Some Thoughts on the Dating of the Birth of Jesus

My novel Casting Lots provides an exact date for the crucifixion of Jesus, of April 7, 30 AD. This is based upon the known dates of the Prefecture of Pontius Pilate, that is 26 AD through 36 AD, and further based upon the assumption that Christian tradition of Jesus being crucified on a Friday is correct, and finally based upon the assumption that Christian tradition of Jesus being crucified on a Friday after partaking of the Passover supper on a Thursday is correct.  This is the unique date that meets the criteria set forth above.

On the other hand, the date of the birth of Jesus is wrapped in far greater mystery. Our only sources for the birth of Jesus are two of the Gospels, and one of these Gospels contradicts itself.  Historians, such as Josephus, are silent on the issue.

Having said that, I should point out that it is not unusual that no Roman source mentions the birth of Jesus. For example, we have no source for the date of the birth of many famous Romans, including, for example, Gaius Julius Caesar.

Matthew 2:1, (” After Jesus was born in Bethlehem in Judea, during the time of King Herod,…”), clearly dates the birth of Jesus to the reign of Herod the Great. Luke 1:5-41, which reads in part  as follows: “In the time of Herod king of Judea, there was a priest named Zechariah…” , dates the birth of John the Baptist to the reign of Herod the Great and, by implication, also dates the birth of Jesus to the reign of Herod the Great.  As previously discussed in another blog, Herod the Great likely died in 4 BC.

One problem in dating Jesus’ birth arises from the text of Luke 2:1-2, “…there went out a decree from Caesar Augustus, that the entire world should be taxed.

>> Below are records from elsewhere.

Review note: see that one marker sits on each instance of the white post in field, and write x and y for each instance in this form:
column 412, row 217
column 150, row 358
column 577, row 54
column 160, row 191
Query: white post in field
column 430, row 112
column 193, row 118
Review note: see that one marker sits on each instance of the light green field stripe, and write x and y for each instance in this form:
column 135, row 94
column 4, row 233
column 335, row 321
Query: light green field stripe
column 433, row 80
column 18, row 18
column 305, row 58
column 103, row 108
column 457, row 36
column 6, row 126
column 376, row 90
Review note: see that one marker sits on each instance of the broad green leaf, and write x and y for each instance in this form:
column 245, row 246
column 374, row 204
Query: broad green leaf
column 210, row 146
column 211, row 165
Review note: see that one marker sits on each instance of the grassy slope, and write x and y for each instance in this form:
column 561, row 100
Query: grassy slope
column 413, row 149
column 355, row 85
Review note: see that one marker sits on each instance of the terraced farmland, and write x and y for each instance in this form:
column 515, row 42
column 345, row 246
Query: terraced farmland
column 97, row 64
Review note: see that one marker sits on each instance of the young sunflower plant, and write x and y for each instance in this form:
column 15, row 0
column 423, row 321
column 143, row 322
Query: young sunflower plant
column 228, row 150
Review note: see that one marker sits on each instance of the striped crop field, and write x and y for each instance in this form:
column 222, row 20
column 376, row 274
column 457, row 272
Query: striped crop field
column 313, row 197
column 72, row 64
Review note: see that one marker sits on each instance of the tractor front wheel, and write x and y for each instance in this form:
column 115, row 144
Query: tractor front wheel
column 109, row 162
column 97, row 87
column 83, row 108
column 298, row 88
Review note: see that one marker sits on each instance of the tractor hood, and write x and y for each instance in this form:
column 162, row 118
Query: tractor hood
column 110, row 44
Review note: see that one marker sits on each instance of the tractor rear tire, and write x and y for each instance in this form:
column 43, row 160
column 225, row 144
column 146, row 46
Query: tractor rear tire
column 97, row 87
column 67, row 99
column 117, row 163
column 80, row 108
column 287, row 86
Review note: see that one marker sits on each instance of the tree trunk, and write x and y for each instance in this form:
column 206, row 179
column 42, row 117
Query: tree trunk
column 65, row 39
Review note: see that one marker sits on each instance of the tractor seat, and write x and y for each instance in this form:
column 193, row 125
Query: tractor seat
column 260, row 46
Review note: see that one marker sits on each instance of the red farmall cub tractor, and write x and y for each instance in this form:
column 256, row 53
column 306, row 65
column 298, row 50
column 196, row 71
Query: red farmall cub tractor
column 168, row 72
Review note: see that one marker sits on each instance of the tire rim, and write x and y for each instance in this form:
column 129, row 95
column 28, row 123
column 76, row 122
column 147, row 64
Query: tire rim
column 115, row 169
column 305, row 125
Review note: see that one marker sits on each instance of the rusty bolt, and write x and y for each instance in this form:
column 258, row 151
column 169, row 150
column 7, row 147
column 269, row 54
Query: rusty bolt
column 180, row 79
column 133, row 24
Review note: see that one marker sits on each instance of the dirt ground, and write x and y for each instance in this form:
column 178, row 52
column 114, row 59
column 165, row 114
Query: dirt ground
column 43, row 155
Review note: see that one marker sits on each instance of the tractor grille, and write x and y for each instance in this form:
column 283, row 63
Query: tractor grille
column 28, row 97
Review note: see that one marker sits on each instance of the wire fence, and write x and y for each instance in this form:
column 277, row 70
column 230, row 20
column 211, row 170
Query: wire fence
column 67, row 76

And this taxing was first made when Cyrenius was governor of Syria.” Unfortunately, there is no other source that mentions a decree requiring a census and a levy of taxes upon the provinces.  Cyrenius (Publius Sulpicius Quirinius) was governor of Syria and imposed a taxation in 6 AD.  This taxation was deeply resented and was long remembered by the populace of Judea and provoked outbreaks of rebellion.  At that time, Herod’s son, Archelaus was on the throne.  He was deposed and Rome administered Judea as a Roman province, with Cyrenius as legate. Josephus records this census as having occurred in 6 AD and there is no reason to doubt his dating.

Thus we have a clear contradiction between Luke 1:5 and Luke 2:1-2 and Matthew 2:1. There is no easy way to reconcile this, even though many elaborate theories have been proposed.

My best conjecture is that there may have been a census or a levying of taxes in 6 or 5 BC and that Luke in recording a census may have mistakenly thought it was the most famous one, that of the one of Cyrenius. Having said that, I must say that this is completely conjectured.  There is no source for a census or a levy having occurred in 6 or 5 BC.